In another attempt to link Ryerson to residential schools, the authors point out that Ryerson’s Report was printed in 1898, and appended to the Statistics Respecting Indian Schools report of that year. This, along with Ryerson’s description of First Nations as “uncivilized,” is somehow supposed to be proof that the federal government took inspiration from Ryerson’s report.
The University report does not use the “uncivilized” argument, presumably because the authors understood that the term did not have the negative connotations of today. Regarding the 1898 printing, a Ryerson University researcher spent several months last year looking into it and found that Ryerson’s 1847 report was printed with the “Indian” report in 1898 by mistake, because of a mix-up in the government printing department. The report was supposed to be attached to a different report, in all probability one that was critical of the government residential schools and that offered Ryerson’s as a better plan for indigenous schools.

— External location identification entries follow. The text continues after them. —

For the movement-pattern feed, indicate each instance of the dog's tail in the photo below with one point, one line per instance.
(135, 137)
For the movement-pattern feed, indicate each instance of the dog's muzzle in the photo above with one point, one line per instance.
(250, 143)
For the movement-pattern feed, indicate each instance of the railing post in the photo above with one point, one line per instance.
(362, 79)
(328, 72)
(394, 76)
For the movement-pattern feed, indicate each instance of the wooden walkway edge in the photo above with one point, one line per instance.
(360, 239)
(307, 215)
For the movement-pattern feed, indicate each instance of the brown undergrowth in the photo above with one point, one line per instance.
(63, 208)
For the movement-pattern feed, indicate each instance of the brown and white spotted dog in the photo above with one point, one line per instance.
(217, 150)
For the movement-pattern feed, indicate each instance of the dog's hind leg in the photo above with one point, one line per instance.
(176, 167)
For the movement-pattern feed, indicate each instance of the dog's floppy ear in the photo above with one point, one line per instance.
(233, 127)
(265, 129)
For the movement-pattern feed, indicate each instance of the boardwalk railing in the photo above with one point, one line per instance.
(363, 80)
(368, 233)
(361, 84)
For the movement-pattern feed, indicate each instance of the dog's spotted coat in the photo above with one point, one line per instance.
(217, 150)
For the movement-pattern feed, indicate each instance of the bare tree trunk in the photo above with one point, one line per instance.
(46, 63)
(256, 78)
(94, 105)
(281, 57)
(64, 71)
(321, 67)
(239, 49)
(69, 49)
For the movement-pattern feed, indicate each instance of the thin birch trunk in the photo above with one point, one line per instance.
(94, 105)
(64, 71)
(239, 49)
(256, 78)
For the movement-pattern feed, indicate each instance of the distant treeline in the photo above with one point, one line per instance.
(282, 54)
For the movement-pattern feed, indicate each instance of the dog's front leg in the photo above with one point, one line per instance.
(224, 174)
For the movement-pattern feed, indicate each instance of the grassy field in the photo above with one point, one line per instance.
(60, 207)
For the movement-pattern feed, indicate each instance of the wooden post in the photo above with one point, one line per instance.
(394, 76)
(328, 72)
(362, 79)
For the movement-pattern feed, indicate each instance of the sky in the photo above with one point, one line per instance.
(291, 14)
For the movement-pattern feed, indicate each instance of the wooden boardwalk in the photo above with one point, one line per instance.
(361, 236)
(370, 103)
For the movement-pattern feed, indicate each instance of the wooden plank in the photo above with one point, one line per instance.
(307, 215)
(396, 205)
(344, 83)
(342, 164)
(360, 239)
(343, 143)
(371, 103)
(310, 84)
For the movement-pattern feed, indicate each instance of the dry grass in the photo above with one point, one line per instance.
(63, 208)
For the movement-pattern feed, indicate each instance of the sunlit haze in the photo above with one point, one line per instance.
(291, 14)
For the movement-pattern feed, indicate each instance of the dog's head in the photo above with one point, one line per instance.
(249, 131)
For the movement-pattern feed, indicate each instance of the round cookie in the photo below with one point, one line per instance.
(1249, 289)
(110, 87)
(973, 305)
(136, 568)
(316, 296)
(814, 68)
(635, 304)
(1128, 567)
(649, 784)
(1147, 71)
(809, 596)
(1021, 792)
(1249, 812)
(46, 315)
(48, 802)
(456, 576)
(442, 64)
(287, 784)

In redefining Egerton Ryerson from a chief architect of residential schools to just one of a long string of Euro-Canadians who attempted to assimilate, the report contradicts the plaque placed beside the statue of Ryerson by the university, in 2018. It was this plaque, with its claim of “cultural genocide” that created the public perception of Ryerson as the racist creator of residential schools. Among the other Euro-Canadian “aggressors” listed is the Anglican-supervised Mohawk Institute, which began taking boarders in the early 1830s. In its early decades, the Institute was highly regarded by Indigenous families — so highly that many indigenous families from other communities applied to send their children there. How then was it an agent of cultural destruction?
At the heart of these two reports is a basic assumption: that indigenous peoples were always tricked or forced into accepting Christianity and foreign educational values, as many believe happened in the later federal schools. In fact, as Hope MacLean has pointed out, many, in the first half of the 19th century, welcomed the new religion and the knowledge that would let them function in the wider world. To equate schools such as the Mohawk Institute and the schools using Ryerson’s curriculum with the federal schools is to impose the present on the past.
Egerton Ryerson was not a saint. His concept of Industrial schools for First Nations was patronizing, but it was based on the curriculum of a successful school in Switzerland and had the support of a large percentage of indigenous inhabitants. His views about women and minorities were not as backward as depicted by recent semi-informed reports. His failings should be seen in the context of the massive educational improvements he brought to Canada West. He was indeed a friend to and a supporter of indigenous people, and a great educational reformer. It is dishonest to attack a straw man version of him to atone for the failings of the residential school system. It would have been more honest to have said, “We do not want our institutions associated with any white man, settler, or Euro-Canadian who interacted with indigenous inhabitants of Canada” and leave it at that. We must have reconciliation, but in order to achieve that, we must have truth.
SPECIAL TO THE DORCHESTER REVIEW
Ronald Stagg is Professor of History at Metropolitan Toronto University, the institution formerly known as Ryerson University.